Voices of prominent politicians of the 1990s generation in the region resurface to warn us, but perhaps more specifically the Western audience, about the fleeting fortunes of the new democracies as if they still faced internal and external challenges of great magnitude. An outcry from conservative politicians and pundits about Obama’s purported lack of commitment to new democracies in Europe has been gaining momentum recently

We have to object to such an assessment as we believe it not only misrepresents the situation on the ground but also, and more importantly, it inevitably hurts vital long-term interests of the countries in the region, the Czech Republic not excluded. This phenomenon of grueling insecurities in part stems from their recent historical experience. Nevertheless, events of the past should not obscure the fact that countries of Central and East Europe have experienced a profound transformation over the last decade. Today the region is a far cry from the gray zone of instability, which emerged from the ashes of the Cold War in the early 1990s.

When the Iron Curtain finally crumbled in 1989 and the East European communist regimes were dismantled, new democracies were indeed at the crossroads with the uncertain future ahead of them. As if the momentous task of copying with the communist legacy in all spheres of political and economic life was not enough, these countries had to dread possible spread of armed conflicts from the Balkans and the post-Soviet space. The West also watched the developments with slight trepidation. The Western leaders were afraid that the new democracies may be subsumed in their own internal and external crises. The newly elected post-communist governments recognized that the only way to consolidate their young democracies was to pursue vigorous integration into Western Europe. Symbolically speaking, this turn to the West was also seen as putting an end to the post-Yalta division of Europe once and for all.

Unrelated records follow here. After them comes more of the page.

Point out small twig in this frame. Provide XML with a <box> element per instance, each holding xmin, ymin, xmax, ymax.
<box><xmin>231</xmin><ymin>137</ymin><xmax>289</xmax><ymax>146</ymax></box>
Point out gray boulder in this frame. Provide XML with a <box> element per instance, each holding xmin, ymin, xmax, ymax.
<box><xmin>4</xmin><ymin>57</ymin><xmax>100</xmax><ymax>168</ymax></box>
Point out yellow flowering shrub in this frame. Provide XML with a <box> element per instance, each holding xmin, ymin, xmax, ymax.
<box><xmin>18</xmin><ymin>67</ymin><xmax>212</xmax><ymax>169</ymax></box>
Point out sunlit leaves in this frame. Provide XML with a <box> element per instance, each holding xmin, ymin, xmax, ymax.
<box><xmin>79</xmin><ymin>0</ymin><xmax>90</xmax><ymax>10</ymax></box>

In their effort to join the Western institutions, the most prominent of them the EU and NATO, the CEE countries undertook a pledge to carry out a wide range of reforms. Struggling to reach for the most coveted prize of membership in the Western club has helped instill a sense of greater responsibility and accountability in the minds of government officials from the candidate countries. As a result, at the time of writing this piece these countries show a remarkable deal of political and economic vitality. Granted, one can see some disconcerting trends here and there but no one of sane mind would suggest that the clock can be turned back to undo the achievements of the vigorous democracy building of the last decade. Despite some of the local idiosyncrasies, the region remains firmly embedded in Europe. The intentional inflating of real or imaginary challenges and threats unique to the region is a very dangerous path to embark on.

There is no question that the CEE countries should strive to cultivate their relationship with Washington as does the EU as a whole. Yet, one can hardly expect the American leaders with their global foreign policy outlook not to lose patience, sooner rather than later, with the CEE countries still bitter about the shift in Washington’s priorities.

Having been firmly anchored in the Western institutions for the last decade, it is a high time CEE countries made the vocation of becoming a force for a change. They need to take initiative to become both responsible shareholders in Europe and reliable partners for the US. Incidentally, we can achieve the latter only through accomplishing the former first. Therefore, the countries of the region should now work extra hard to strengthen the European Union in order to endow it with a more coherent voice in world affairs. To many it came as little surprise when President Obama cancelled his meeting with new EU President Van Rompuy planned for May. This was in many ways largely due to the fact that the Union has hard time to take full advantage of its political and economic weight. Yet at the same time, for Washington a stronger EU, rather than current cacophony of disparate foreign policy voices, would become a more equal partner in addressing global issues. To help attain this goal, new member states have a role to play and need to make most of their EU membership. A more unified Europe is also going to placate the alarmists in the CEE region by not only providing additional security guarantees but also ensure a more durable and realistic commitment from Washington to cooperation with Brussels as a respected partner with whom the US can do business.

 

By Jan Hamacek & Jakub Kulhanek
 
Jan Hamacek is the Chairman of the Foreign Affairs Committee in the Czech Parliament. He is the member of the Social Democratic Party. Jakub Kulhanek is with the Center for Eurasian, Russian and East European Studies at Georgetown University in Washington, DC.